Caros irmãos e irmãs, com a Festa do Batismo do Senhor a Igreja conclui o ciclo das festas de Natal. Vimos como Jesus se manifestou aos pastores e aos magos que, chegando do Oriente, o adoraram e lhe ofereceram seus dons. De fato, a vinda de Jesus ao mundo é para nós manifestação do amor de Deus que nos salva.

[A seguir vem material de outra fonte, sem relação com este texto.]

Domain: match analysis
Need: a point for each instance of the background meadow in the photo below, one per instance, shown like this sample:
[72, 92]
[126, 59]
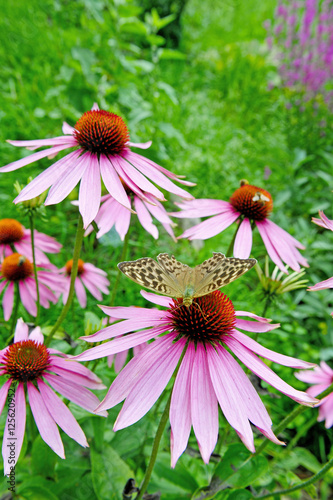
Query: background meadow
[204, 87]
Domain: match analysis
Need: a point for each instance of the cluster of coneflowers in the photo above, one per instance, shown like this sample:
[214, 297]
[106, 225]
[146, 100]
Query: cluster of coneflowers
[302, 39]
[191, 344]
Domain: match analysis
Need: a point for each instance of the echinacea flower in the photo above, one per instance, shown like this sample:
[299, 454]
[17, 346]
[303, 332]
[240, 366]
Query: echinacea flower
[112, 213]
[322, 377]
[31, 365]
[17, 269]
[102, 152]
[208, 374]
[250, 206]
[89, 276]
[13, 233]
[327, 224]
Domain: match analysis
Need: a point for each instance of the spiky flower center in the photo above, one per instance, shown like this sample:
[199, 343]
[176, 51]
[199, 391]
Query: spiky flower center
[69, 265]
[101, 132]
[207, 319]
[16, 267]
[11, 231]
[26, 360]
[252, 202]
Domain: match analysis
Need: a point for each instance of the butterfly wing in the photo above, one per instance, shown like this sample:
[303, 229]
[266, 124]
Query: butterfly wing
[150, 274]
[218, 271]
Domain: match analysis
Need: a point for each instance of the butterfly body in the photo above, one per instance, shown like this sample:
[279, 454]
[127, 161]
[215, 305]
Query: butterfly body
[170, 277]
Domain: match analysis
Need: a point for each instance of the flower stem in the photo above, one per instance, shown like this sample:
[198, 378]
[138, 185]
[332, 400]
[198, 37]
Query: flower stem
[122, 258]
[158, 436]
[231, 246]
[16, 305]
[32, 232]
[76, 255]
[302, 484]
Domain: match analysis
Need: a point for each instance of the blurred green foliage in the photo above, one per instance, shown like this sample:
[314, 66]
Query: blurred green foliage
[205, 104]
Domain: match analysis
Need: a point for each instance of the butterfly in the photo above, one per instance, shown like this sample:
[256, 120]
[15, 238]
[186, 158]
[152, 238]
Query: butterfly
[170, 277]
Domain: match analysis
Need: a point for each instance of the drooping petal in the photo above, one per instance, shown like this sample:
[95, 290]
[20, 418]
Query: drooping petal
[8, 301]
[90, 191]
[46, 425]
[204, 409]
[61, 414]
[119, 344]
[211, 227]
[264, 372]
[21, 331]
[74, 392]
[268, 354]
[32, 158]
[224, 386]
[243, 240]
[180, 406]
[145, 217]
[14, 434]
[67, 182]
[150, 386]
[48, 177]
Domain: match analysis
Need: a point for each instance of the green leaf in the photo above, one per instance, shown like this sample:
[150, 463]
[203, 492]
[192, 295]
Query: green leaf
[43, 459]
[233, 472]
[109, 473]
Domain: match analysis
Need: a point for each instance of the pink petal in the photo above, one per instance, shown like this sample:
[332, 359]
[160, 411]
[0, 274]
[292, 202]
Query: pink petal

Hoje, no Jordão, acontece uma nova manifestação da divindade de Jesus: o céu se abre e o Espírito Santo, em forma de pomba, permanece sobre ele, ao mesmo tempo em que se ouve a voz do Pai: “Tu és o meu Filho amado, em ti ponho meu bem-querer” (Mc 1,11). Hoje é o próprio Pai e o Espírito Santo que nos manifestam o Salvador. É Deus mesmo que nos revela quem é Jesus: seu Filho amado. E n’Ele todos nós também o somos e participamos deste mesmo amor trinitário!

Homilia

Naqueles dias, Jesus veio de Nazaré da Galileia. Na noite de Belém, contemplamos um recém-nascido. Hoje no Jordão é um homem em plena idade adulta que vem até nós. Por mais de trinta anos, Jesus cresceu “em sabedoria, estatura e graça, diante de Deus e diante dos homens” (Lc 2,52). Ele, “existindo em condição divina, esvaziou-se a si mesmo, assumindo a condição de escravo” (Fl 2,6-7). Ele, a Sabedoria Criadora, por meio de quem Adão foi modelado da terra, assumiu o lento crescimento da nossa carne, submetendo-se às leis do desenvolvimento do nosso corpo e da nossa mente, aprendendo de Maria os mil e um gestos da nossa vida corporal e material: “Este homem não é o filho de Maria?”, dizia o povo de Nazaré (Mc 6,3). Ele, o Verbo de Deus pelo qual tudo é chamado à existência e disposto em harmonia, assumiu o rude aprendizado da nossa inteligência, submetendo-se às leis da nossa razão e do nosso conhecimento, aprendendo de José os mil e um gestos da nossa vida social e profissional: “Este homem não é o carpinteiro?” (Mc 6,3) voltava a dizer o povo de Nazaré. Ele, o Filho Único que é um com o Pai no Espírito Santo assumiu o obscuro aprendizado de nossa fé submetendo-se às leis de nossa alma e de nossa vida espiritual, aprendendo de Maria e de José os mil e um gestos de nossa vida de oração pessoal e comunitária. “Conforme seu costume, entrou na sinagoga no sábado, e levantou-se para fazer a leitura”, diz o Evangelho de São Lucas (4,16). Ele, “existindo em condição divina, esvaziou-se a si mesmo, assumindo a condição de escravo e tornando-se igual aos homens” (Fl 2,6-7). Assumindo e submetendo-se a todas as capacidades e limitações do ser humano, recriando e santificando toda a natureza humana à imagem e semelhança de Deus, comportando-se em tudo como homem… Mas, em tudo mesmo? Não exatamente. Em tudo semelhante ao homem, exceto o pecado. Viveu exatamente como um homem, exceto o casamento. Não porque este último fosse algo ruim. Muito pelo contrário: é como se Ele soubesse que, mesmo em sua carne, estava reservado à outras núpcias, mais grandiosas e misteriosas: “Deus amou tanto o mundo, que deu o seu Filho único” (Jn 3,16).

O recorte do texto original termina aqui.